Author: Margaret Paton | Publication: Rattler Magazine | Published on: Term 1, 2018 | Article: STEM into STEAM[pdf]


Children Develop Resilience, Problem-Solving, Communication

For more than three years CELA members have found affordable professional development in the burgeoning area of science, technology, engineering and maths [STEM] through an agreement with the Little Scientists organisation. CELA writer Margaret Paton looks at how this training is going and why it’s so important.  

You’d have to be living under an igneous rock to avoid the focus on education in STEM (sometimes STEAM -including A for arts) in recent years. The Australian Government has invested substantially in STEM for the school sector – but the good news is that there is money for early education too. The youngest minds in Australia, it seems, won’t be ignored in the STEM revolution.

Little Scientists and CELA engaged early in the highly effective train-the-trainer model to deliver STEM and federal funding supports parts of the program under the National Innovation and Science Agenda.

What’s stopping you?

The elephant in the room is that many educators feel they don’t have the confidence to bring STEM to the service floor. CELA Learning and Development Specialist, Louise Black, says this often is because of our experiences with science when we are young. “That’s why it’s important to introduce the concepts well
in early childhood, so we can nurture curiosity and engage children in a lifelong interest”.

Are you already doing it?

Our service probably already offers STEM even if it’s not on purpose! “People often think of science as an academic endeavour,” Louise says. “Educators sometimes think it’s too expensive for them to run a program but you can deliver STEM with low-cost everyday materials or recycled items”.

“We demonstrate this through Little Scientists workshops and I encourage educators to think resourcefully: ask families for donations and use the community resources they have around them.”

Children love it

Children are hard-wired to be inquisitive, especially between the ages of three to five when they typically pepper adults with Why and How questions.
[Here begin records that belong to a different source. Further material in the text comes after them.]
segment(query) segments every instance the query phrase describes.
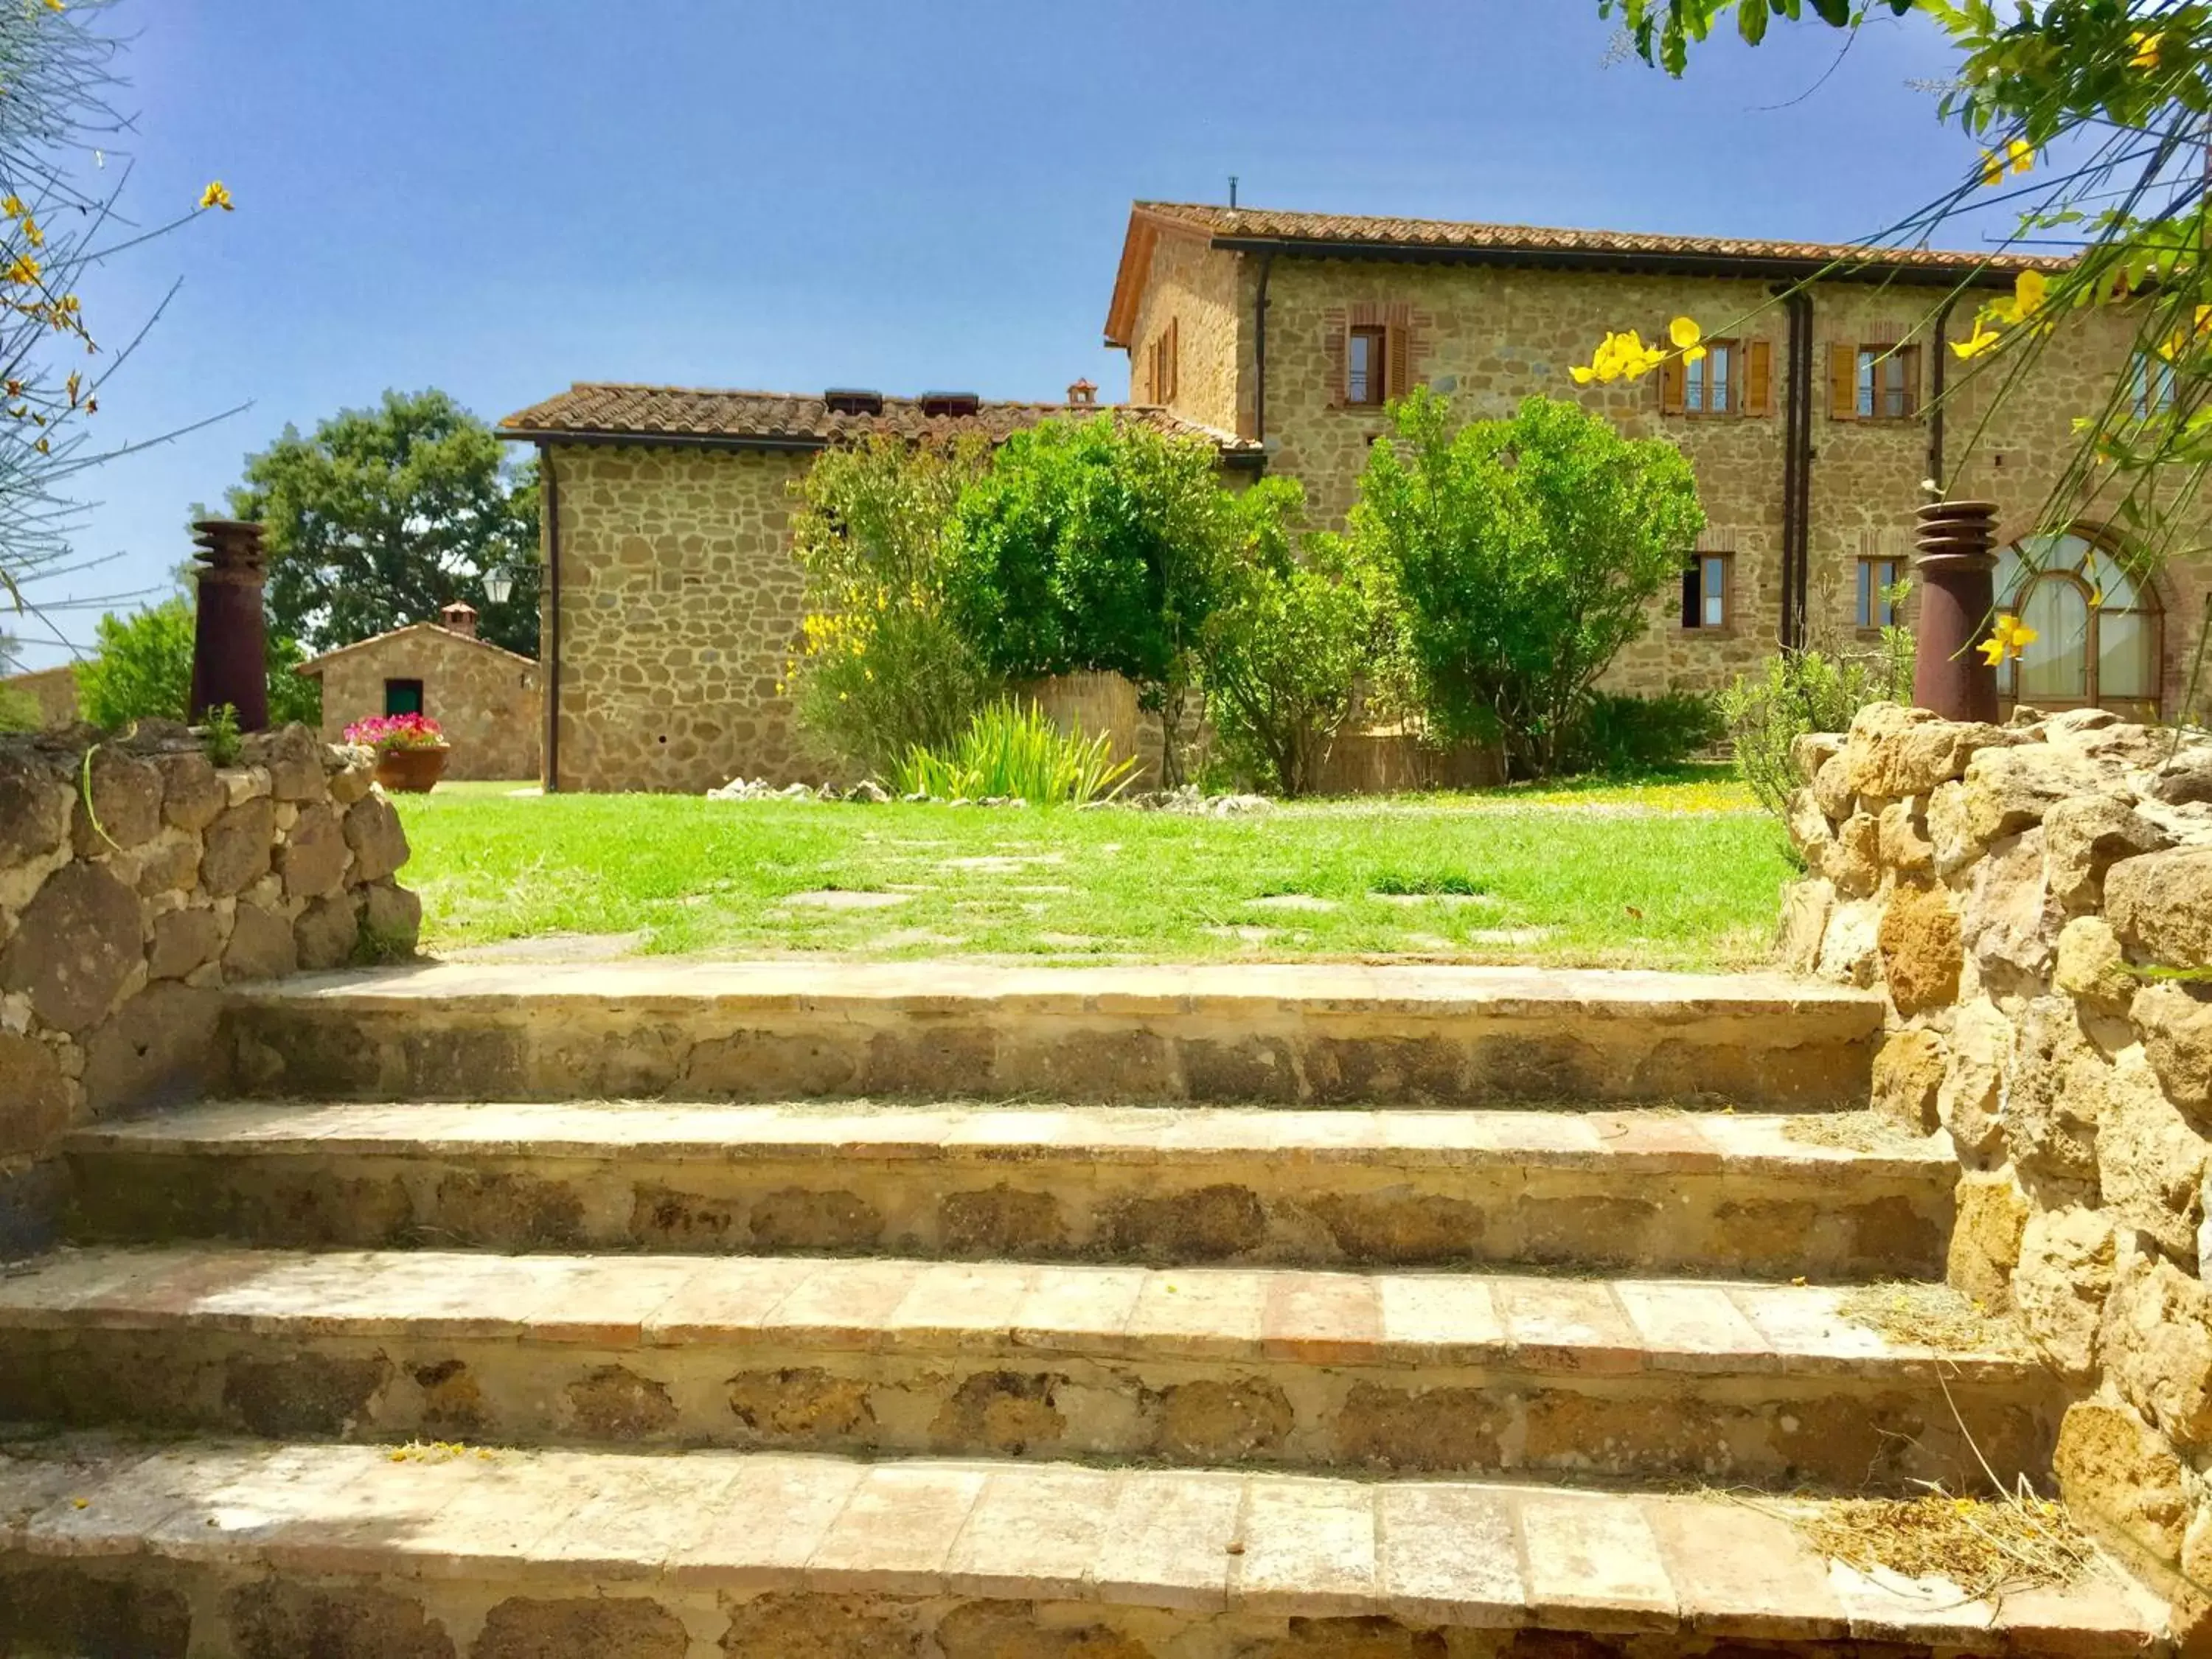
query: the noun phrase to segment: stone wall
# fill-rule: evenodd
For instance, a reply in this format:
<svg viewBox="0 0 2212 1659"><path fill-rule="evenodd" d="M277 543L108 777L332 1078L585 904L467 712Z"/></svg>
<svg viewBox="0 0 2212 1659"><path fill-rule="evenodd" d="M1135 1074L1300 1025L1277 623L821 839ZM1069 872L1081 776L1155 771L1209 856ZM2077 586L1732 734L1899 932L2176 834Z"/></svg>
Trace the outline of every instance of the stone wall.
<svg viewBox="0 0 2212 1659"><path fill-rule="evenodd" d="M39 723L52 728L76 723L76 668L35 668L27 674L10 674L0 687L19 691L39 705Z"/></svg>
<svg viewBox="0 0 2212 1659"><path fill-rule="evenodd" d="M806 602L790 485L812 459L546 452L559 514L545 533L561 547L560 776L550 783L696 794L733 777L817 780L776 690ZM550 653L550 629L543 637Z"/></svg>
<svg viewBox="0 0 2212 1659"><path fill-rule="evenodd" d="M1129 401L1167 404L1217 432L1251 430L1249 368L1238 343L1251 307L1245 262L1217 253L1201 237L1165 234L1152 248L1152 275L1131 331ZM1176 380L1172 400L1152 383L1152 346L1172 325Z"/></svg>
<svg viewBox="0 0 2212 1659"><path fill-rule="evenodd" d="M224 985L414 949L374 771L301 726L222 768L165 721L0 738L0 1255L48 1237L72 1127L199 1088Z"/></svg>
<svg viewBox="0 0 2212 1659"><path fill-rule="evenodd" d="M1783 952L1887 994L1952 1282L2071 1384L2069 1504L2212 1637L2212 738L1881 704L1796 758Z"/></svg>
<svg viewBox="0 0 2212 1659"><path fill-rule="evenodd" d="M438 722L453 752L449 778L535 778L545 717L538 665L489 640L436 623L416 623L307 665L323 682L323 740L344 740L357 720L384 712L386 680L422 682L422 712Z"/></svg>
“Children are curious about things like why does ice-cream melt and why do rainbows form, these are things that affect them and their everyday lives,” Louise says.

Age three to five is a peak time to nurture this exploration.

What STEM offers

How do services fit STEM into their learning programs, which may already feel overly full? Louise says when STEM is inquiry-based, it incorporates many other skills along the way. “Literacy and numeracy is incorporated, and STEM discussions enhance children’s social skills. They talk with peers, problem solve and test solutions.”

National scheme, local delivery

The amount of STEM ECE resources can be overwhelming and quality varies. A good place to start, no matter where you are on your STEM journey, is by connecting with experts.

Heike Schneider from Little Scientists says their originally German content has been localised for Australia. She says it is constantly reviewed and improved based on trainers’ and educators’ feedback from every workshop.

What to expect

Full day workshops cover topics including Water, Air, Engineering, Optics, Mathematics and the Human Body. Workshops begin with educators exploring a big table covered in STEM-related materials and responses are always varied.